In particular, the court noted that “[t]hese individuals were in an area where at least there was reported drug activity, though not confirmed in any true sense of the word, [and] certainly she had a right and a duty to investigate. In doing so . . . she found the knife on the person of the defendant.”
In this case, Mr. Wilson argued that the detention itself was illegal, since it was based entirely on an uncorroborated anonymous tip.
The appellate court noted, “The People do not dispute that defendant was detained when Bell asked him and the others to sit on the curb; rather, they respond that the detention was lawful because the anonymous tip was sufficiently corroborated to furnish the requisite reasonable suspicion that defendant was engaged in criminal activity.”
Citing case law, the court wrote, “An anonymous tip alone will seldom provide the reasonable suspicion necessary for an investigative stop because ‘ordinary citizens generally do not provide extensive recitations of the basis of their everyday observations and’ . . . the veracity of persons supplying anonymous tips is ‘by hypothesis largely unknown, and unknowable.’ ”
The court argued that Officer Bell “had no information concerning the reporting party or the basis of his or her belief that three men and two women may have been smoking an illegal substance in the men’s restroom at the park.
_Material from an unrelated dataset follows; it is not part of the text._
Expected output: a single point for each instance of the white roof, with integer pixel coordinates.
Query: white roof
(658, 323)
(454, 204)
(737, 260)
Thus, the report was tantamount to an anonymous tip.”
The court added, “Apart from the tip, Bell had no reason to suspect defendant of illegal conduct. She did not observe defendant or any of the other individuals engaged in any suspicious activity, and none of the individuals made any threatening gestures or acted aggressively toward her.”
The court argued that the defendant was not lawfully detained at the time of the pat search and found that the fear that Officer Bell asserted was not “objectively reasonable.”
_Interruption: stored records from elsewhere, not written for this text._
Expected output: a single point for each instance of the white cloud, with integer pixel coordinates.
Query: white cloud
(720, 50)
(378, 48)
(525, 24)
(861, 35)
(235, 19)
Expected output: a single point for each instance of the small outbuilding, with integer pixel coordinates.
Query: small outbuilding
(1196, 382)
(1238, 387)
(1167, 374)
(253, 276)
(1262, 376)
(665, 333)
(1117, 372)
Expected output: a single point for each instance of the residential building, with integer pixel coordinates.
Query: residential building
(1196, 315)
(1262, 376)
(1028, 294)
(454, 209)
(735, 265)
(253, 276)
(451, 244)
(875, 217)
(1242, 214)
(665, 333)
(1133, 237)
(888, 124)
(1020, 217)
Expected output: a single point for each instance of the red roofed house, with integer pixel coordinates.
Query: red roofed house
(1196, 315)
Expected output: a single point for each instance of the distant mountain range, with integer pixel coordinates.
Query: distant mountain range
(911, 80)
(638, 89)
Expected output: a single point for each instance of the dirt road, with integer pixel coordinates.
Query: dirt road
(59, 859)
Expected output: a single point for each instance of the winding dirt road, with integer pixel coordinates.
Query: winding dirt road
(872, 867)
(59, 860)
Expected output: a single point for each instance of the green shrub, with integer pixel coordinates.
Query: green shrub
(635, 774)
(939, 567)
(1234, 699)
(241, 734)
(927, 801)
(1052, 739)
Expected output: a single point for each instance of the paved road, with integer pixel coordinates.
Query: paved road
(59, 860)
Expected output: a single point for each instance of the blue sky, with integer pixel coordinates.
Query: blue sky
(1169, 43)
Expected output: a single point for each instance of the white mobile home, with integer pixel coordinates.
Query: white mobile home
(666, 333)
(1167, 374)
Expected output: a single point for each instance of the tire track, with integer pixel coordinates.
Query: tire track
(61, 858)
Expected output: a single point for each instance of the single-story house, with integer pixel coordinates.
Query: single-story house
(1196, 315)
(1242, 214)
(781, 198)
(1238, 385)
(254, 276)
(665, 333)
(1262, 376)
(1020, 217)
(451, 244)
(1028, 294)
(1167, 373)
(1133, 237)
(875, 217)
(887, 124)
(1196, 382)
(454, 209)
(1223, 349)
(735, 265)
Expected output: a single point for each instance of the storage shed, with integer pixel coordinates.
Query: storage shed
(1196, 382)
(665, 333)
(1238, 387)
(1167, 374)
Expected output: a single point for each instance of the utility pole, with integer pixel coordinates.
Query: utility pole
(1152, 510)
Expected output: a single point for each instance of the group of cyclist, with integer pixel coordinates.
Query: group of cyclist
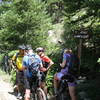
(21, 62)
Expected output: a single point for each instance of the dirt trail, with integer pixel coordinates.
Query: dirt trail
(6, 90)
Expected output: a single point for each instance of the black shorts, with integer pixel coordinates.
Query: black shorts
(19, 77)
(29, 81)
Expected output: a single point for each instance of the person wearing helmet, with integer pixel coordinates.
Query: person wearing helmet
(30, 60)
(65, 66)
(17, 65)
(47, 63)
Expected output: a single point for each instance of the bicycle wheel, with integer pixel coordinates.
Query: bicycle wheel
(40, 94)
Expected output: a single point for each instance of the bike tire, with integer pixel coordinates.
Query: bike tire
(40, 94)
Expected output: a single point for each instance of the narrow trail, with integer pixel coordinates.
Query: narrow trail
(6, 90)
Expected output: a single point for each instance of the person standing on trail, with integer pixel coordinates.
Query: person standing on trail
(47, 64)
(17, 60)
(65, 65)
(30, 60)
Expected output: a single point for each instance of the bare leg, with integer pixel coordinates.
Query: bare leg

“Bell had no reason to believe defendant was armed at the time she detained him,” they wrote. “She did not observe anything akin to a bulge in his clothing, and neither defendant nor the others made any threatening movements or acted aggressively.”
“Accordingly, defendant’s detention was not justified by Bell’s purported fear for her safety,” the Third Appellate Court concluded.
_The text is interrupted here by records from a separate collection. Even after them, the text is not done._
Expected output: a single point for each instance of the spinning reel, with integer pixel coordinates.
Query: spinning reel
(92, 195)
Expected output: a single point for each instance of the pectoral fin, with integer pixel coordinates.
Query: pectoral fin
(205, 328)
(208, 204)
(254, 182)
The court thus ruled, “Defendant’s detention was unlawful and the evidence seized through the exploitation thereof, most notably, the knife seized from defendant’s back pocket, was fruit of that detention, and thus, should have been suppressed.”
This is the fourth known Yolo court ruling, and third criminal conviction, that was overturned in the latest month and a half by the Third District Court of Appeals.
Some will undoubtedly argue that Mr. Wilson is free on a technicality since he had committed a crime. However, those people ignore the value in the constitution that protects individuals from unreasonable searches and seizures. In other words, Mr. Wilson was doing nothing that should have warranted the search in the first place.
Moreover, here is another case where a relatively minor crime is met with a completely disproportionate sentence in which he would have served 28 years to life for carrying a four-inch knife in his back pocket – how anyone can justify that punishment is beyond me.
There is no evidence to suggest that Mr. Wilson used that knife to attack or threaten anyone.
So, on that note, a technicality gets one put into prison for life and a technicality gets the individual who was unreasonably incarcerated released from prison. Hopefully having served his time, Mr. Wilson will use his second chance to get his life straightened out.